Specimen Review Workflow Guide¶

System: Web-based review interface for extracted herbarium specimen data Status: Production-ready (v1.0) GBIF Integration: Enabled (taxonomy + locality validation)

Quick Start¶

Launch Review Interface¶

# Basic launch (loads raw.jsonl from extraction directory)
uv run python -m src.review.web_app \
    --extraction-dir full_dataset_processing/openrouter_run_20251010_115131 \
    --port 5002

# With image preview support
uv run python -m src.review.web_app \
    --extraction-dir full_dataset_processing/openrouter_run_20251010_115131 \
    --image-base-url "https://aafc-herbarium.s3.amazonaws.com" \
    --port 5002

# Without GBIF validation (faster for initial review)
uv run python -m src.review.web_app \
    --extraction-dir full_dataset_processing/openrouter_run_20251010_115131 \
    --no-gbif \
    --port 5002

Access: Open browser to http://127.0.0.1:5002

Interface Overview¶

Layout¶

┌─────────────────────────────────────────────────────────────┐
│ SPECIMEN REVIEW DASHBOARD                    [Statistics]   │
├─────────────────────────────────────────────────────────────┤
│ Filters: [ Priority ▼ ] [ Status ▼ ] [ Sort: Priority ▼ ]  │
├─────────────────────────────────────────────────────────────┤
│                                                               │
│  ┌──────────────┐  ┌────────────────────────────────────┐  │
│  │              │  │ SPECIMEN: AAFC-12345               │  │
│  │    IMAGE     │  │                                     │  │
│  │   PREVIEW    │  │ catalogNumber: AAFC-12345          │  │
│  │              │  │ scientificName: Rosa acicularis    │  │
│  │              │  │ eventDate: 1985-07-15              │  │
│  │              │  │ recordedBy: J. Smith               │  │
│  └──────────────┘  │                                     │  │
│                    │ [Quality: 68%] [Complete: 85%]     │  │
│  Priority: HIGH    │                                     │  │
│  Quality: 68/100   │ ⚠ Issues:                           │  │
│                    │   - Low confidence: locality (0.42) │  │
│  [Approve] [Reject]│   - GBIF: Name not verified         │  │
│  [Flag for Expert] │                                     │  │
│                    │ [Edit Fields] [GBIF Lookup]        │  │
│  j: Next  k: Prev  │                                     │  │
│  a: Approve        └────────────────────────────────────┘  │
│  r: Reject                                                  │
│  f: Flag                                                    │
└─────────────────────────────────────────────────────────────┘

Keyboard Shortcuts¶

Key	Action	Description
`j`	Next specimen	Move to next specimen in queue
`k`	Previous specimen	Move to previous specimen
`a`	Approve	Approve current specimen
`r`	Reject	Reject current specimen (prompts for reason)
`f`	Flag	Flag for expert review (prompts for notes)
`s`	Save edits	Save field corrections
`/`	Search	Search by catalog number or scientific name
`?`	Help	Show keyboard shortcuts

Review Workflow¶

Step 1: Filter Queue¶

Priority-Based Review (Recommended): 1. Start with CRITICAL priority (missing data, API errors) 2. Move to HIGH priority (low quality, GBIF issues) 3. Address MEDIUM priority (moderate quality) 4. Spot-check LOW/MINIMAL priority

Status-Based Review: - PENDING: Not yet reviewed - IN_REVIEW: Currently being reviewed - APPROVED: Ready for publication - REJECTED: Excluded from dataset - FLAGGED: Requires expert attention

Step 2: Review Specimen¶

Check Image (if available): - Does extracted data match visible labels? - Are there illegible sections? - Are there additional labels not captured?
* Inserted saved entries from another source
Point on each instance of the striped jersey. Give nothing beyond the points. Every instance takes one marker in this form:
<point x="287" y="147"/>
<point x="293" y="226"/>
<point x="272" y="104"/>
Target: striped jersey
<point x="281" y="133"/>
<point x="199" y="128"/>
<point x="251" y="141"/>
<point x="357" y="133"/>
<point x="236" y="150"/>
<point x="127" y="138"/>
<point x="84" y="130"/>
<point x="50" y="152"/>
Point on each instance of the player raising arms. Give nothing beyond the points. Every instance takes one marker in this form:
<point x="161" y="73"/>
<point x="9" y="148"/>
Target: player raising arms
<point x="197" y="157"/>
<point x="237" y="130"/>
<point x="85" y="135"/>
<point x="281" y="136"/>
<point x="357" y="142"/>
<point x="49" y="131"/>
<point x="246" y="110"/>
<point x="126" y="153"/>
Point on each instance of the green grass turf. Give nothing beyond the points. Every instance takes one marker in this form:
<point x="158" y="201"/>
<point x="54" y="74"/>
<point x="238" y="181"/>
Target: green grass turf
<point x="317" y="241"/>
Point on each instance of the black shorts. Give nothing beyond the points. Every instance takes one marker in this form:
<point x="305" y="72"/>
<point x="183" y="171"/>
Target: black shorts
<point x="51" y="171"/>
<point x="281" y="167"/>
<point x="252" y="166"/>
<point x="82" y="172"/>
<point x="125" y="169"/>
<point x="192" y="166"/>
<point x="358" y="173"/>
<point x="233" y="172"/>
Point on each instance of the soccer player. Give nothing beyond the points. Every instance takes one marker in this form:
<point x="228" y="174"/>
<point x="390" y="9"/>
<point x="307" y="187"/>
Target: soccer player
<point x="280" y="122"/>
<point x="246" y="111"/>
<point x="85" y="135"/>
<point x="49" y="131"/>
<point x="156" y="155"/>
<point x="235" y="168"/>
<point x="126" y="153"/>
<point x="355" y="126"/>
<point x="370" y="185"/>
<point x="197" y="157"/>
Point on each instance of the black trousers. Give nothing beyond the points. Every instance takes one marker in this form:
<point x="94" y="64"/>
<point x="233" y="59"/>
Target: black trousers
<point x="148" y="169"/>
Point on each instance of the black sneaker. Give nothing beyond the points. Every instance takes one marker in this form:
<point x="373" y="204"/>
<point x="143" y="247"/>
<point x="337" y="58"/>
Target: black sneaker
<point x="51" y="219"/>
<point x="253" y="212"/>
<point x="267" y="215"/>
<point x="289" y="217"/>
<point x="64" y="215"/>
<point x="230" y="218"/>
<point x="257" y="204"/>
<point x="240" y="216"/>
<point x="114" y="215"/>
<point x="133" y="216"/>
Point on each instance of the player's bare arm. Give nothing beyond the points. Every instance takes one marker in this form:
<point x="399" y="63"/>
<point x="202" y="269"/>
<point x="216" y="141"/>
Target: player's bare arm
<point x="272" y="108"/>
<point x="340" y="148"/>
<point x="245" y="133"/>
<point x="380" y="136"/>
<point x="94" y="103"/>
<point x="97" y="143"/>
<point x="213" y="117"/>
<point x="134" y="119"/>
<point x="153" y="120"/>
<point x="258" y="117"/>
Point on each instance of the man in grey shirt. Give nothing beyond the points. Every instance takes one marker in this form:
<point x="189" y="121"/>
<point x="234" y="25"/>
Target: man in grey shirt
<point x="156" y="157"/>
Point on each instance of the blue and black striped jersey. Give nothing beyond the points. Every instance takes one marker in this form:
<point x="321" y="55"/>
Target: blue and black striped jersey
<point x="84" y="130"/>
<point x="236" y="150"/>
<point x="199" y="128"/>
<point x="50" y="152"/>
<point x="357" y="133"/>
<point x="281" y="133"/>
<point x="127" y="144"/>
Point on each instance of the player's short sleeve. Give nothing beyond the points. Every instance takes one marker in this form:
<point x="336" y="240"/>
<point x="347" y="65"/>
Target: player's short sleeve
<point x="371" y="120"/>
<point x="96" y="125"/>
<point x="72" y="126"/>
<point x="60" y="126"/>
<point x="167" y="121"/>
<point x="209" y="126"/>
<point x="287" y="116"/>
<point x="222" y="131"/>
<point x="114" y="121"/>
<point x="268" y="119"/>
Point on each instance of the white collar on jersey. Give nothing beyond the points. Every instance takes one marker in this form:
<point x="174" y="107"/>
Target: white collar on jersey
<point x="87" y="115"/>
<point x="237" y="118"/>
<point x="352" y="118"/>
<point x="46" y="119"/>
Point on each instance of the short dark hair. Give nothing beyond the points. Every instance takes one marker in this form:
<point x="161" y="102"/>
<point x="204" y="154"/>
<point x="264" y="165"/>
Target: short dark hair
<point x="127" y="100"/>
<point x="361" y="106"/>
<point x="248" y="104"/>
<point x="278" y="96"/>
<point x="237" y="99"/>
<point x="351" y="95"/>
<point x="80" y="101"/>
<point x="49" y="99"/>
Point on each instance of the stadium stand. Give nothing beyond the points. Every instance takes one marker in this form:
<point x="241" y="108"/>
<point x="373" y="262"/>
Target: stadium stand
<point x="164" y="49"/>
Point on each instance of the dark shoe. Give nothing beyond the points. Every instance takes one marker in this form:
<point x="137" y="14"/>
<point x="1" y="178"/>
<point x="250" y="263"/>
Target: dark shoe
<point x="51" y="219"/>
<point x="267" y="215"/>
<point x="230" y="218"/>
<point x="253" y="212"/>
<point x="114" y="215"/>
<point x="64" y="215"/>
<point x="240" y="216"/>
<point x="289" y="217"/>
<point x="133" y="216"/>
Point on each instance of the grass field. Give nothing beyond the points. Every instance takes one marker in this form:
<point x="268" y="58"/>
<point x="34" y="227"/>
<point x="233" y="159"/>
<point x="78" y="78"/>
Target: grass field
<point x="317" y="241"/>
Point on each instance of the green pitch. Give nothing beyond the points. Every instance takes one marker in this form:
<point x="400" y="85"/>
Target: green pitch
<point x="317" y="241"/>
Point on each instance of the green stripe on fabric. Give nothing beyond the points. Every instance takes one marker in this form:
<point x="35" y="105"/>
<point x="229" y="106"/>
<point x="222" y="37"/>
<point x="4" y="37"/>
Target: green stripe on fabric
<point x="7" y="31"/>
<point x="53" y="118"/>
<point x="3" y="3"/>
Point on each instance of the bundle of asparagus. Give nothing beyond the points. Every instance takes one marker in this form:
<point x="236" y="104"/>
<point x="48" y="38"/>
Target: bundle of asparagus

Verify Required Fields: - ✅ catalogNumber: Present and valid format? - ✅ scientificName: Taxonomically correct? - ✅ eventDate: Valid date format (YYYY-MM-DD)? - ✅ recordedBy: Collector name present? - ✅ country: Correct country? - ✅ stateProvince: Valid state/province? - ✅ locality: Descriptive location?

Review Quality Indicators: - Quality Score: Overall specimen quality (0-100) - Formula: (completeness × 0.6) + (confidence × 0.4) - ≥75: High quality - 50-74: Moderate quality - <50: Low quality, needs attention

Completeness Score: Percentage of required fields present
100%: All 7 required fields populated
71%: 5/7 fields populated
<50%: Major gaps in data
Confidence Score: Average AI confidence across fields
≥0.8: High confidence
0.5-0.8: Moderate confidence
<0.5: Low confidence, verify against image

Step 3: GBIF Validation¶

Taxonomy Verification: - ✅ Green check: Name verified in GBIF backbone - ⚠️ Yellow warning: Possible match, low confidence - ❌ Red X: Name not found or invalid

Common Issues: - fuzzy_match: Close match but not exact (e.g., spelling variation) - synonym: Name is valid synonym, GBIF suggests accepted name - not_found: Name not in GBIF taxonomy - ambiguous: Multiple possible matches

Actions: - Use "GBIF Lookup" button to search alternatives - Check if collector used outdated nomenclature - Verify spelling against image - Flag for expert if uncertain

Step 4: Make Decision¶

Approve (Press a): - All required fields present - Data matches image (if visible) - GBIF validation passed OR minor issues documented - Ready for publication

Reject (Press r): - Critical data missing (e.g., no scientific name) - Data clearly incorrect - Image unreadable, no reliable extraction possible - Duplicate record

Flag for Expert (Press f): - Taxonomic uncertainty requiring specialist - Unusual locality or date requiring verification - Conflicting information between labels - Interesting specimen requiring closer examination

Edit Fields (Press s after editing): - Correct obvious OCR errors - Improve confidence scores with verified data - Add missing fields visible in image - Note corrections in "Review Notes"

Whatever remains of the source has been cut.